The Pono music player is a better music device than the iPod as well. The advantage the Pono has over the Zune, alignment with a group of musicians. Pono was designed by musicians for musicians. It has the sound quality and options they are looking for.

So why the past music player history lesson? First off, like the digital camera the personal music or entertainment systems are dying. Zune died first, iPods are slowing down in the market as people move more and more to their cellular phone as the only thing they carry. Watches took a hit for a while as well, the introduction of the smart watch has brought the market back for watches. They add value to the cellular device. Digital cameras have taken a hit, although what has happened there is the creation of specialty cameras that have incredible value add features.

It is a grow or die market.

Cloud Service Providers are in that mode right now, grow and then grow again. They all seem to leap frog over each other with new features. Security continues to tighten, as would be expected. If all you do all day long is one thing, you are going to get good at it. CSP’s have people dedicated to catching security problems early on.

Features and functions continue to explode. Cloud adoption continues to grow. The early adopters and the beginning of the middle of the curve plunging forward into cloud. IoT implementations in the cloud are expanding faster than enterprise cloud deployments.

The shifting ground beneath our feet is moving faster now than ever before.

That brings me to this blog. I am considering the horizon here often. The next big thing. The problems that intersect with the market and drive us to the left or right of our original goal. What is the dilemma that will push CSP’s, Cloud computing itself and the growing IoT market to the right?

10 years ago on my blog I talked about the fact that cloud and the Internet wouldn’t explode until there was nearly ubiquitous home internet access. That was achieved pretty quickly after I posted that blog (not because of my post, I was responding to a perceived issue). In the last three or so years analysts have proclaimed this the information age. I argue that the information age remains beyond the horizon. Too much data lives on hard drives of people that don’t share today for this to be the information age. We don’t have the tools to get the data to an easily shared and consumed place.

Is information the road block? Again ten years ago I saw that bandwidth was a limiter initially. Now information is the limiter. It is the thing that keeps from full on leaping into the pool that is the information age. We are certainly in the heated dome covering the pool that is the information age. I suspect we are closer to the locker room putting on our information swim suits than we are actually being in the information pool today.

I still can’t access information you don’t share.

So many smart people that got to their expert thrones by keeping information. Information hoarders that share PDF files with nuggets of information locked behind a password. You can’t copy this information without my password. You can’t change this document. You can’t move, touch or manipulate my data.

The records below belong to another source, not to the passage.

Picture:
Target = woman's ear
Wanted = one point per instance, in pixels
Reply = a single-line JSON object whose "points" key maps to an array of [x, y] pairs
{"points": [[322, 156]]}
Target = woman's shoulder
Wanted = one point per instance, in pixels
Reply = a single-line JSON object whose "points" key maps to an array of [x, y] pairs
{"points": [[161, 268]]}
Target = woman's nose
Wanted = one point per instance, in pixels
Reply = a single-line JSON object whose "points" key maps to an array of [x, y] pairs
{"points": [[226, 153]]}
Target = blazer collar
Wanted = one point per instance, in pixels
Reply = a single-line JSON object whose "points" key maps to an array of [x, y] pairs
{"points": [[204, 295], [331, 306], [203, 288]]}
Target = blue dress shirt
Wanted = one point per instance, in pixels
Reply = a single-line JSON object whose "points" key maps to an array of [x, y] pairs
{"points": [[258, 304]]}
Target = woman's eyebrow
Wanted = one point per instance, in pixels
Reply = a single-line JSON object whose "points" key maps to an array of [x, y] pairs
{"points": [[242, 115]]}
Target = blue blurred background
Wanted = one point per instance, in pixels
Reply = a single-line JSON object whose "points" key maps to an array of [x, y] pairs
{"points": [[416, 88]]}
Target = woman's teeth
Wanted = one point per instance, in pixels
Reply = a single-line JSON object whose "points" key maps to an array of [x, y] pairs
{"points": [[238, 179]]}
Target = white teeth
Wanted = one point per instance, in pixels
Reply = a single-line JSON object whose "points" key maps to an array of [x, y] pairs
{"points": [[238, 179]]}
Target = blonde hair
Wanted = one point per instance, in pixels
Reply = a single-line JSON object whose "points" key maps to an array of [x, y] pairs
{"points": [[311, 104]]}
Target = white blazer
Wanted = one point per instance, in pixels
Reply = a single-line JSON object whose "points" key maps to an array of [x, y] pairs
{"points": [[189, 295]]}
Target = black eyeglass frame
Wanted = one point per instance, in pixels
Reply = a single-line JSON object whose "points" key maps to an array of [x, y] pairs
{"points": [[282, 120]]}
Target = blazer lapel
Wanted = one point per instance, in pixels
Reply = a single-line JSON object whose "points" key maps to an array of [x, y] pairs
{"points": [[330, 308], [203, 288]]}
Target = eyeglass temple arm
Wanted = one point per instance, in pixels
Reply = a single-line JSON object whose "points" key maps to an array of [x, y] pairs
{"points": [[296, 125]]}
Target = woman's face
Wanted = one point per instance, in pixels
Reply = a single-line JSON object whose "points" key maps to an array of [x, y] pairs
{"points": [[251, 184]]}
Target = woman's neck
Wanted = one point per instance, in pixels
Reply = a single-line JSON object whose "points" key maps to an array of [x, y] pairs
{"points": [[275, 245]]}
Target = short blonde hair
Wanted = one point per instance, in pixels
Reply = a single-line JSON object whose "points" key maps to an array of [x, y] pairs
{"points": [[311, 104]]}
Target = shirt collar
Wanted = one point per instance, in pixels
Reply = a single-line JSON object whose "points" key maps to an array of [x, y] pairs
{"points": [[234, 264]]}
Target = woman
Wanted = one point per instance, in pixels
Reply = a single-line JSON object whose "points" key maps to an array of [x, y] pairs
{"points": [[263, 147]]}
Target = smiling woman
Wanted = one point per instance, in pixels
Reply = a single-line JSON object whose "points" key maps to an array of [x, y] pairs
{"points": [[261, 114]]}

We are the cobbler’s children now, seeing the wonder of the information age (beautiful shoes) but the cobbler cannot afford to make shoes for his children. We see the pool. We feel the warmth of the heated water and we marvel at the quiet still blueness. We wish more than anything to jump in. But the pool that is the information age is still covered with saran wrap. If we jump we will not touch the warm waters of information, we will bounce off to the side and in striking the concrete injure ourselves.

It’s time to share information. From family moments that are left on the Internet as reminders of family moments that happened once. To ideas like the Edison Scale© we have to get things into the pool so we can begin taking the saran wrap off the pool and leap in.

What will change the direction of Cloud? Information. Lack of, need for and ultimately people share their information. Posting it, sharing it and recording it. Making the concept of information hoarding a distant memory that people laugh about as they play Marco Polo in the pool known as the information age!

.doc

Waiting by the side of the pool to get the saran wrap off.